Like many Scottish ministers before him, he had to derive what comfort he could from the faith that his son had died fighting.
You like to tell true stories, don't you? he asked, and I answered, Yes, I like to tell stories that are true.
Then he asked, After you have finished your true stories sometime, why don't you make up a story and the people to go with it?
Only then will you understand what happened and why.
It is those we live with and love and should know who elude us.
Now nearly all those I loved and did not understand when I was young are dead, but I still reach out to them.

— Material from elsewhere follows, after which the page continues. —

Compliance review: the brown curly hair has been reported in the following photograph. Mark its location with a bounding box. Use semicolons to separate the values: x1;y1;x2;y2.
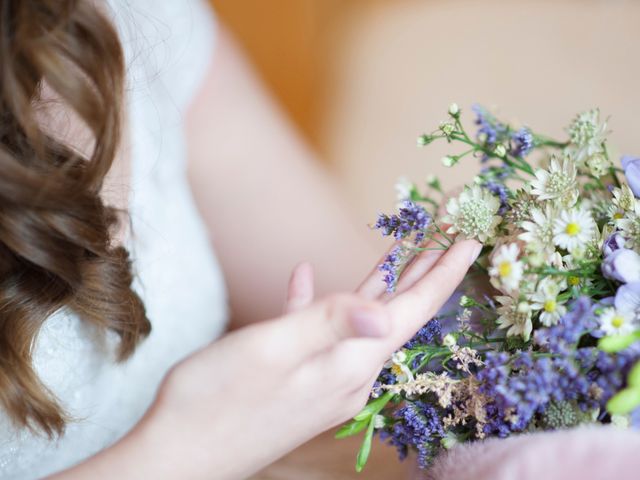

Eventually all things merge into one, and a river runs through it. The river was cut by the world's great flood and runs over rocks from the basement of time. One some of the rocks are timeless raindrops. Under the rocks are the words, and some of the words are theirs.
I am haunted by waters.
Maclean's tree people are towering. Old trees with long histories--the rings are what make them, not the height of their highest branches nor the width of their trunks. And the rings are like the words that run under water. The rings are like the Word that was there in the beginning. The rings are the words written by Maclean on his pages. The rings are these words.
The problems of A River Runs Through It startled me. I was expecting a story about fishing with problems no greater than a lack of fish or inner turmoil (about the same level of gravity). But all the trees in A River Runs Through It are on fire. They are burning down in terrible heat, they are scorched, they are turning to ash, solid ash, before eyes (yours, mine, Maclean's). How could this surprise me? Trees grow tall to catch the wind and be broken, or taller still so they may attract lightning and be twisted. Trees grow to fall. We live to die.
This isn't meant to be morbid. All life is climbing a cliff to jump off. The higher you climb while you are alive, the better the jump is going to be. Death is no end; it's the most exciting thing you'll do with your life--provided you climb high while you're here.
The waters we all will dive into are the waters that haunt us.